In accordance with Act 52, the Authority established a panel of HAI experts to provide guidance for the effort to combat infections in Pennsylvania’s hospitals and nursing homes. While developed and managed by the Authority, the Advisory panel is available to counsel all state agencies with responsibilities related to Act 52. More information about Act 52 and the Advisory

Data Collection - Patterns and Trends in Reports Collecting and analyzing reports of Serious Events and Incidents are vital components to the Authority’s educational initiatives. The reports are submitted through the Pennsylvania Patient Safety Reporting System, known as PA-PSRS.
The data was submitted by Pennsylvania’s 511 hospitals, ambulatory surgical facilities, birthing centers and certain abortion facilities. These facilities submitted 211,983 reports; 7,277 were classified as Serious Events (adverse events with patient harm) and 204,706 classified as Incidents (near misses and events that reached the patient but did not cause harm) into PA-PSRS in 2007. Almost 97% of the events in 2007 were classified as Incidents. The Authority believes that robust submission of Incident reports generally indicates a positive culture of safety within a facility that reflects open communication and attention to patient safety efforts. In Figure 1, report volume in 2007 showed an increase of 16,151 reports over 2006, with an increase in both Incidents (8%) and Serious Events (5%).

When reporting an event to the Authority, a facility uses a classification system or "taxonomy" to characterize the occurrence they are reporting. A facility classifies a report by identifying what PA-PSRS defines as the "Event Type." The Event Type essentially answers the most basic question about an occurrence: "What happened?" While there is considerable detail within the taxonomy, at its most basic level, the PA-PSRS classification contains nine Event Types.

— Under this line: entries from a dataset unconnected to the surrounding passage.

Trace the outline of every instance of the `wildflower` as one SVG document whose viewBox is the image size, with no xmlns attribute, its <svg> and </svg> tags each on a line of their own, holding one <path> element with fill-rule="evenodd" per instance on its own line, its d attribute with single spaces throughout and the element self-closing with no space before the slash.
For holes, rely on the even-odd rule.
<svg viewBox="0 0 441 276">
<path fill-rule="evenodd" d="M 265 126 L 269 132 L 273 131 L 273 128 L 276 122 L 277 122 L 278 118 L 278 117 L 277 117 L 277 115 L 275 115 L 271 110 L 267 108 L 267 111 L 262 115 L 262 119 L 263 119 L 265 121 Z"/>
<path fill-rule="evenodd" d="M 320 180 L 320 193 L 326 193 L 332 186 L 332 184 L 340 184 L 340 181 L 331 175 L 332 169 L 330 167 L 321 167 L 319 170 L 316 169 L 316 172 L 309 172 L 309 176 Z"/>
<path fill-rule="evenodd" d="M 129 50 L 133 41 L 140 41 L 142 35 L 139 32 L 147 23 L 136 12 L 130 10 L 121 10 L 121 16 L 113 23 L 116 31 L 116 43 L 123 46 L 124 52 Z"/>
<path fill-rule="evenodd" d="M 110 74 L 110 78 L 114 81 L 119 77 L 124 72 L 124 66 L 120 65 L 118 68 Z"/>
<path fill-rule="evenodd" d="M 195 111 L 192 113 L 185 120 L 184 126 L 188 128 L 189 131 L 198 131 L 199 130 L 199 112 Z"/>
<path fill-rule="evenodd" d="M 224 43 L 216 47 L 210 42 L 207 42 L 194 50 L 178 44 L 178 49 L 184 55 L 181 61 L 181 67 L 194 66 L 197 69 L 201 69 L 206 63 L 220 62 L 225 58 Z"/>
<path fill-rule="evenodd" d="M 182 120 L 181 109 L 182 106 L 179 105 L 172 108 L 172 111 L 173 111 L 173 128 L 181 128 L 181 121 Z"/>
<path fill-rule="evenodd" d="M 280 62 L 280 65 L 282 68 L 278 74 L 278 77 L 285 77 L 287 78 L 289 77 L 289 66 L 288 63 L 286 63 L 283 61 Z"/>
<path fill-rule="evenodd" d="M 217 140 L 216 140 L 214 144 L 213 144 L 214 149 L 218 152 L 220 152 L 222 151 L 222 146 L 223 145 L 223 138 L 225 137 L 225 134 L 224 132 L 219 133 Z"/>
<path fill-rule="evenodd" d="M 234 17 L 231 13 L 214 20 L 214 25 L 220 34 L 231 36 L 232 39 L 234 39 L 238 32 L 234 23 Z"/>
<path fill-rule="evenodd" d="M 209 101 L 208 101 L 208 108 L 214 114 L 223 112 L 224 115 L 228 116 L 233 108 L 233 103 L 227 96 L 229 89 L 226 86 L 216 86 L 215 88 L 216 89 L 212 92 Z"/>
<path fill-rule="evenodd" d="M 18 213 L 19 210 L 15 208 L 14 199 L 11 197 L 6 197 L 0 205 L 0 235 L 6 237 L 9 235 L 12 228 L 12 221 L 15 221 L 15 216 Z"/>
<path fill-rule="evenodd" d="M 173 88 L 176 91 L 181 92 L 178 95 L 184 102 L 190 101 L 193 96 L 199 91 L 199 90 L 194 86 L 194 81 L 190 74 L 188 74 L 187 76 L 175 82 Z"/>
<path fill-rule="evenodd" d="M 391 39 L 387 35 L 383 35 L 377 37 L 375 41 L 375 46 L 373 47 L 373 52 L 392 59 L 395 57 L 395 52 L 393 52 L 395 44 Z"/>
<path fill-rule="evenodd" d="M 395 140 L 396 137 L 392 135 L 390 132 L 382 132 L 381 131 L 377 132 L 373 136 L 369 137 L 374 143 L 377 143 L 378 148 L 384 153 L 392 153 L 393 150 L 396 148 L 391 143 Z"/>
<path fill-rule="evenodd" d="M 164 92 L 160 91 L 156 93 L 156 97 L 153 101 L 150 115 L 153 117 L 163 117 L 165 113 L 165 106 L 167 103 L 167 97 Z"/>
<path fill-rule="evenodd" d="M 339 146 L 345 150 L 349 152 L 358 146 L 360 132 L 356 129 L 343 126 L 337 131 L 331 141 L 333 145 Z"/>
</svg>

Other highlights of data submitted through PA-PSRS during the calendar year 2007 are:

• 512 hospitals, ambulatory surgical facilities and birthing centers were subject to Act 13 reporting requirements. They submitted 211,983 reports of Serious Events and Incidents through PA-PSRS, an increase of 16,151 reports or 13% from 2006.

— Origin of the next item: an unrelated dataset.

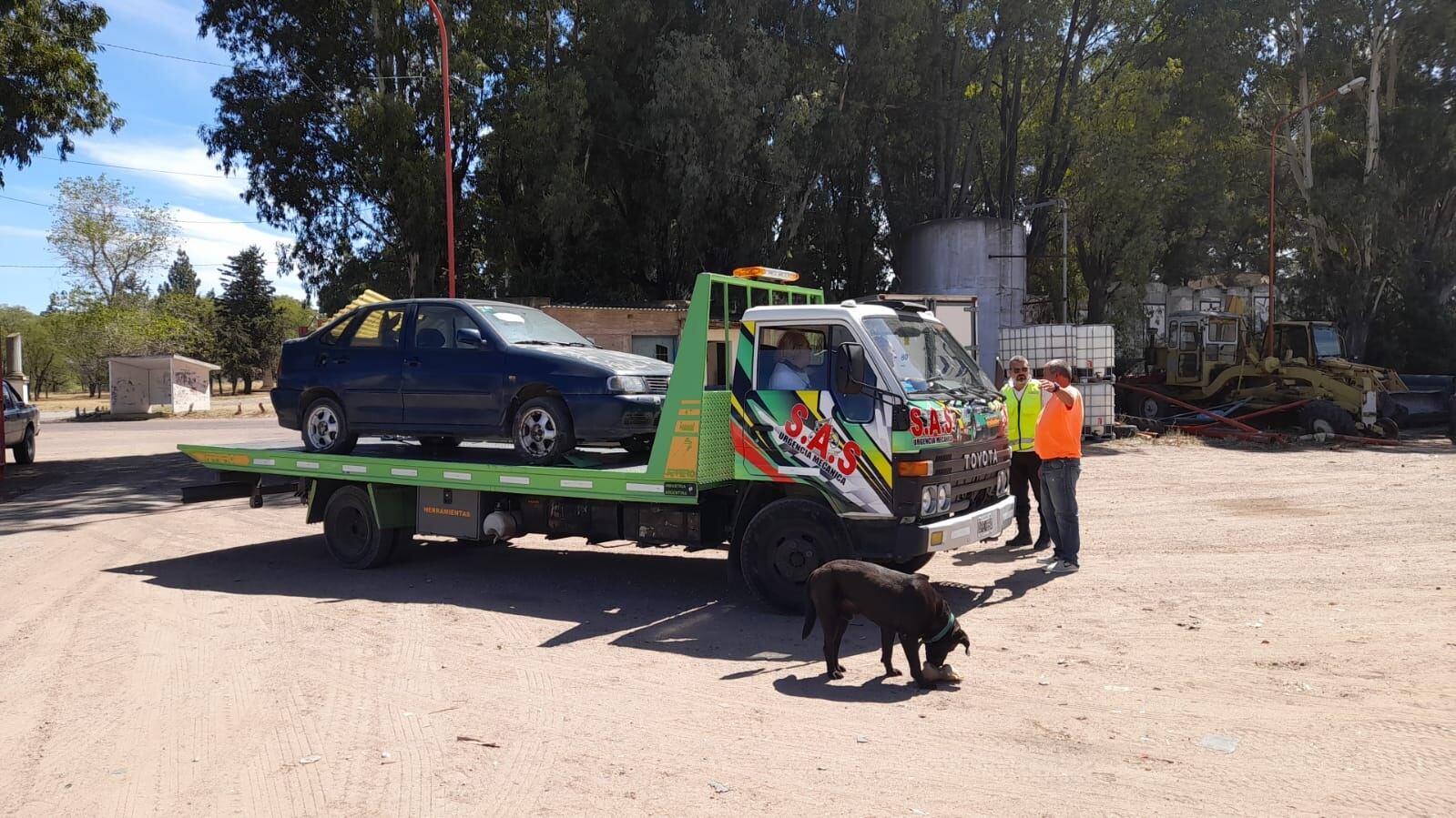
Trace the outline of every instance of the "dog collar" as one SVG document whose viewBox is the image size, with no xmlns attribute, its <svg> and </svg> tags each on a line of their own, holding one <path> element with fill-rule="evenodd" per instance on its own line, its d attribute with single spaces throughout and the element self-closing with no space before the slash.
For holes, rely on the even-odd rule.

• Almost ninety-seven (96.6) percent of all reports were Incidents, in which the patient was not harmed; approximately 3.4% of all reports were Serious Events, which indicates that the patient received some level of harm, ranging from minor, temporary harm to death. Incident reports increased 8% over last year. Serious Event reports increased 5%.
• Reports from hospitals accounted for 98.7% of all reports submitted.

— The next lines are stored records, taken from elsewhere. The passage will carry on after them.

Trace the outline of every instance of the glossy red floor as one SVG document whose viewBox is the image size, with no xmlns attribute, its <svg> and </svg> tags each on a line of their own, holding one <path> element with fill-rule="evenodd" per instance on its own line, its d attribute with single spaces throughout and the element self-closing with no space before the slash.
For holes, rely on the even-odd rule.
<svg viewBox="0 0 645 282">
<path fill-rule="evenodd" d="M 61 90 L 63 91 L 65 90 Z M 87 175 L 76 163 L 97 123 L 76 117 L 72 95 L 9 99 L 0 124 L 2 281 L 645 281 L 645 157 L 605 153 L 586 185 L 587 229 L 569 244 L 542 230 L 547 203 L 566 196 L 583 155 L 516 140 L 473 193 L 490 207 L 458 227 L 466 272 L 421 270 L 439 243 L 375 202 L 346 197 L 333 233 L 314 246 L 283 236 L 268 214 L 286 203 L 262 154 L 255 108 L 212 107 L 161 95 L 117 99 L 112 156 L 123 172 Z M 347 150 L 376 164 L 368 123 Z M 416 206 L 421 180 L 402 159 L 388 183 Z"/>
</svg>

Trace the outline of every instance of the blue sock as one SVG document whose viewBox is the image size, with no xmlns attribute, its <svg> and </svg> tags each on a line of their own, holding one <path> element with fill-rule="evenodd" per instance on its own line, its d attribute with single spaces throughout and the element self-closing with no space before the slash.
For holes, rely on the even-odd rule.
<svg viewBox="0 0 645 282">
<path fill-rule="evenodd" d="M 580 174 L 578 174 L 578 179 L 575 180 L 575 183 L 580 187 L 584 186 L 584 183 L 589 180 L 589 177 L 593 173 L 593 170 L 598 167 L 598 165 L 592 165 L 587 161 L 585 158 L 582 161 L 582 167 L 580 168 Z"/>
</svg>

• Women patients were more involved in reports (54.4%) than men (45.6%). Women are more likely to use the healthcare system during childbearing years. They also have a longer life expectancy than men and therefore are using the health system more.
• Adverse Drug Reactions for women were 63%, while for men they were 37%.
• Children and adolescent (aged 21 and younger) reports increased by 3.3% in 2007.
Patient Falls accounted for 17% of all reports, a decrease from 21% in 2006.
• While Complications related to Procedures, Treatments or Tests accounted for just 15% of overall reports, they accounted for 44% of reports in which a patient was harmed and 59% of all reports of events resulting in or contributing to a patient’s death.
• Elderly reports have maintained a consistent pattern. More than half of all reports (52.7%) involve elderly (age 65 and over) patients, down slightly from 2006 (53.1%). Elderly patients accounted for 61.2% of Falls in 2007, a drop from 2006 (62.4%). Elderly patients accounted for 73.1% of reports related to Skin Integrity in 2006, this figure increased slightly in 2007 to (73.5%).
• Medication Errors accounted for 22% of all reports (slight decrease from 2006), and they represented only 1% of all Serious Events. Although most Medication Errors involve adults, Medication Errors involving children and adolescents were more likely to result in patient harm.